The cybersecurity landscape is continuously changing, with organizations increasingly adopting artificial intelligence (AI) and more complex software supply chains. In order to achieve true cyber resiliency, companies are recognizing the need for a proactive strategy that goes beyond traditional cybersecurity protocols.
The recent Building Security in Maturity Model (BSIMM) 15 report from Black Duck offers valuable insights into how organizations are responding to today’s cybersecurity challenges, emerging risks, and the most effective strategies for enhancing security programs. By examining the security practices of 121 organizations across different industries, BSIMM15 serves as a roadmap for understanding the biggest threats organizations face, meeting compliance requirements, and safeguarding the software ecosystem.
One of the key findings of the BSIMM15 report is the evolving state of software security. As AI-driven systems become more complex, new threats and vulnerabilities emerge, prompting organizations to establish dedicated research groups to study these emerging threats and develop defensive strategies. The report revealed a 30% increase in organizations forming such research groups, along with a doubling in the use of adversarial testing to identify potential exploits in AI models.
Securing the software supply chain has also become a top priority for organizations due to evolving regulatory requirements. There has been a significant increase in the use of software composition analysis (SCA) to identify vulnerabilities in open-source components, as well as a rise in the generation of software bills of materials (SBOMs) to provide greater visibility into deployed applications.

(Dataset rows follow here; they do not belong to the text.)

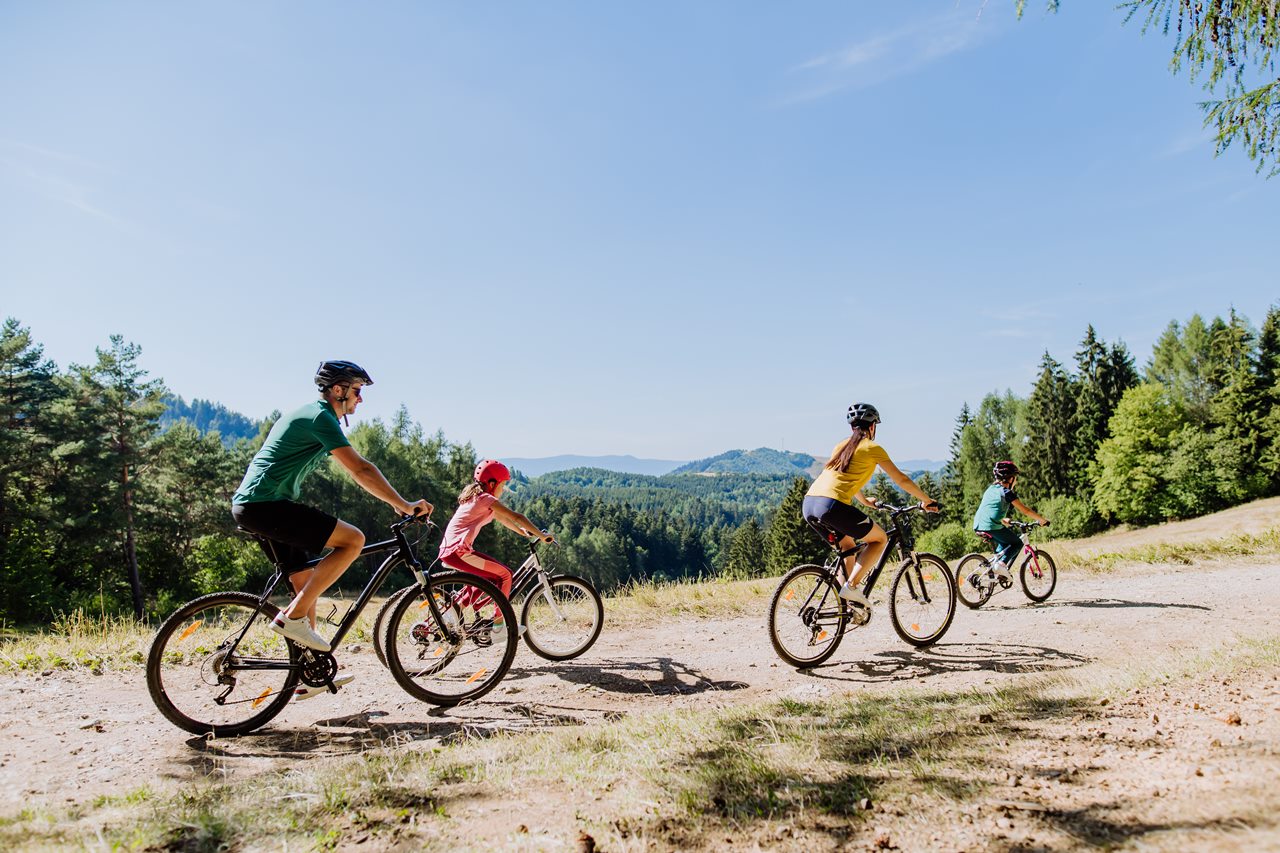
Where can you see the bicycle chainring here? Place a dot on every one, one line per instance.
(318, 669)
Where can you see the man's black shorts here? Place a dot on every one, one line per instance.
(839, 516)
(298, 532)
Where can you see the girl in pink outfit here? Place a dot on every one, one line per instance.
(478, 506)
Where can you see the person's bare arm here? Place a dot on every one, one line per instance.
(370, 479)
(519, 523)
(908, 484)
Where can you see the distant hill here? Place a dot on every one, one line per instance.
(762, 460)
(208, 416)
(695, 498)
(625, 464)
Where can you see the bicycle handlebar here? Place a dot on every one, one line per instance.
(900, 510)
(410, 519)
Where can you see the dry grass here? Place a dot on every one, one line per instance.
(672, 780)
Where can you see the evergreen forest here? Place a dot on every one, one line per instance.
(115, 495)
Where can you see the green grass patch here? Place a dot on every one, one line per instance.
(1242, 544)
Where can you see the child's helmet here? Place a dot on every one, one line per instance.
(492, 469)
(333, 373)
(1005, 470)
(863, 411)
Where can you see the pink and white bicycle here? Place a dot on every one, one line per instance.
(977, 580)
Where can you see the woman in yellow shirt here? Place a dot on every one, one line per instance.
(830, 501)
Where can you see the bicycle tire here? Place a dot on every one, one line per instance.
(1043, 585)
(910, 612)
(380, 620)
(970, 596)
(199, 633)
(807, 610)
(563, 630)
(425, 662)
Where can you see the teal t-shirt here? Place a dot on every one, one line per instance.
(996, 502)
(295, 447)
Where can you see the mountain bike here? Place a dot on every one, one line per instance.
(808, 617)
(977, 580)
(216, 667)
(561, 615)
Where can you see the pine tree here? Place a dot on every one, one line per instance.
(119, 413)
(1045, 454)
(746, 552)
(951, 488)
(790, 539)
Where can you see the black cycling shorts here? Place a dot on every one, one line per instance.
(828, 514)
(297, 532)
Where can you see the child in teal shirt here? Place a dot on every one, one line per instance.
(992, 516)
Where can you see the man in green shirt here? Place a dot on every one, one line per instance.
(266, 500)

However, the report noted a concerning decline in security awareness training, emphasizing the need for increased investments in educating employees on cybersecurity best practices.
To mitigate emerging threats, AI risks, and challenges in the software supply chain, organizations must refine their security strategies. Personalizing security protocols based on unique business needs is crucial, especially when it comes to AI security. Businesses should proactively gather intelligence on AI-related threats, establish secure design patterns for AI models, and embed AI security into existing governance frameworks.
Enhancing software supply chain security is another critical priority, with organizations increasingly adopting SCA and creating SBOMs to improve transparency into software dependencies. A “shift everywhere” approach to cybersecurity is necessary, integrating security across legal, audit, risk management, and vendor oversight functions. By embedding security throughout the entire software development lifecycle, organizations can better manage real-time security threats and compliance requirements.
As cyber threats grow in complexity and regulatory expectations evolve, organizations must take a proactive and strategic approach to security. Strengthening defenses against AI-driven threats, securing the software supply chain, reinvesting in security awareness, and integrating security across all business functions are essential steps in building a resilient security program. By staying ahead of the curve and adapting to the changing cybersecurity landscape, organizations can better protect themselves against evolving threats and ensure cyber resiliency.